The SLM models suppose that the autoregressive process affects only the response variable. It takes the form
Y = Xβ + ρWY + ε
where ρ is the autoregression parameter, and the remaining terms are as above.
If spatial autocorrelation can affect both response and explanatory variables, SDM takes the form (Anselin and Griffith 1988):
Y = Xβ + ρWY + WXγ + ε
Here a new term (WXγ) appears in the model, which represents the autoregression coefficient (γ) of the spatially lagged explanatory variables (WX).
In all SAR models, the neighborhood needs to be provided as input, which we consider as a room for arbitrary decisions (as discussed in Bauman et al. 2018 for eigenvector approaches), particularly compared to the generalized least squares model (GLS). GLS is, in principle, just the name for the algorithm used for fitting regression models with pre-specified error covariances and hence also used to fit the SAR models (Pinheiro and Bates 2000). Typically it is referred to, however, as an approach where the spatial covariance structure is usually modelled assuming a simple distance-decay, e.g. exponential or linear (Dormann et al., 2007).
All approaches, MLR, SAR and GLS, were fitted with the free software R. The three SAR model types (SEM, SLM, and SDM) are implemented in the 'spdep' package (Bivand 2011). Determine the neighborhood distances is an important issue for using the SAR function. After that spatial weight matrix calculated by weighting the neighbors with a certain coding scheme. For specifying the best neighborhood distances, we looped through 20–50 m distance settings and the best neighborhood distance was selected as the one with the lowest AIC. The final Simultaneous Autoregressive Regressions were run with a spatial weights matrix based on a neighbourhood distance of 150 m and a row standardized coding scheme ‘W’. For the GLS model, three different correlation structures (corExp, corGaus, and corSpher) were specified using the nlme package (Pinheiro et al. 2019).

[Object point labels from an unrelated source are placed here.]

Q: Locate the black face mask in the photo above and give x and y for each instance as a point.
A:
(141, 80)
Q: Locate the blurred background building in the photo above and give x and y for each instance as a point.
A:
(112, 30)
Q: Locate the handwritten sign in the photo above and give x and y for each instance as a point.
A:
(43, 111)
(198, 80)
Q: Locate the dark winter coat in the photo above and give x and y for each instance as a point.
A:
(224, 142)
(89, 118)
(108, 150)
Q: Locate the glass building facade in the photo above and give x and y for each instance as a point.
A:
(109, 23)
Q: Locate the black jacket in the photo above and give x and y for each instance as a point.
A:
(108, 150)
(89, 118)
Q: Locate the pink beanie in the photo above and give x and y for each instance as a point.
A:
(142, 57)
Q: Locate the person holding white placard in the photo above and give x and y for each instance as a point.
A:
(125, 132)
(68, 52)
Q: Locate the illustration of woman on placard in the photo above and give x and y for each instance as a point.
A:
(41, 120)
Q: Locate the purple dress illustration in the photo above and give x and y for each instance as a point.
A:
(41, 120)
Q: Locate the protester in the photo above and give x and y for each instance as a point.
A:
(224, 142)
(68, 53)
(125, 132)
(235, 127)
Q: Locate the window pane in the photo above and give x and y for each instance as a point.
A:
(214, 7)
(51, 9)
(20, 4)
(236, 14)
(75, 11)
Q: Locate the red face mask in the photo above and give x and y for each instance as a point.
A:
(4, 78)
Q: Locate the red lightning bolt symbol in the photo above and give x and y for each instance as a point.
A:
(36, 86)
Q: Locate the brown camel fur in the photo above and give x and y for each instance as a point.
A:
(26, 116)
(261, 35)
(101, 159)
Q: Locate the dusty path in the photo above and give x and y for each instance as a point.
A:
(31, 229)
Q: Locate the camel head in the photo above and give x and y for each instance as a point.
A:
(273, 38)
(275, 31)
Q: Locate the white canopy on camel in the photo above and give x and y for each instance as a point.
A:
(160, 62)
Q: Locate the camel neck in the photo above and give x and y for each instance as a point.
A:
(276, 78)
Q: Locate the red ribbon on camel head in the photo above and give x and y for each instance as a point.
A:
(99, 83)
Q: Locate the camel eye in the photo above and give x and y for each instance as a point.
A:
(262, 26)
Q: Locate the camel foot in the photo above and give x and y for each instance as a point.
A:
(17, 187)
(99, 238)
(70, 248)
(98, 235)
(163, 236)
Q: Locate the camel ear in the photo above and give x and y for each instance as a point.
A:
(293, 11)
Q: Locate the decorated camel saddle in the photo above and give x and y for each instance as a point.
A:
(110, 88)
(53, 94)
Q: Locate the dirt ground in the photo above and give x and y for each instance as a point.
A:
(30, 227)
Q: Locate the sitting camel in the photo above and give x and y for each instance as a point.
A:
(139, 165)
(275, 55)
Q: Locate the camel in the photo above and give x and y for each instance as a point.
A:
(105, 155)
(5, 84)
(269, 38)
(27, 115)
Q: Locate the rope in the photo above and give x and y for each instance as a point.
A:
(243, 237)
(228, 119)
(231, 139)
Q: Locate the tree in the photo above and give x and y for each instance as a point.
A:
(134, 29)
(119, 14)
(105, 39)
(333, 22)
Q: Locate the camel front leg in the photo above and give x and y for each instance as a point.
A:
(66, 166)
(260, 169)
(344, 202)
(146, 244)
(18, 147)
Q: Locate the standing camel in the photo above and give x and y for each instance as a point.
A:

In order to test the spatial autocorrelation in the model residuals, we employed Moran’s I, which quantifies the variance among residuals as a function of geographical distance. Values of Moran’s I vary between − 1.0 and 1.0, and positive values show observations within a certain distance have a tendency to be similar, negative values indicate dissimilarity, and approximately zero means arranged randomly and independently over space (Bao 2001). To evaluate patterns of spatial autocorrelation in the residuals of all regression models we used Moran’s I assessed by a test statistic (the Moran’s I standard deviate) (Dormann et al., 2007). Spatial correlograms for the mean height of oriental beech trees were prepared based on a neighbourhood from 0 to 150 m. For comparison of the different modeling approaches, we computed different goodness-of-fit measures: (1) percentage of variance explained, as adjusted R2; (2) AIC; (3) root mean square error (RMSE) and of course Moran's I.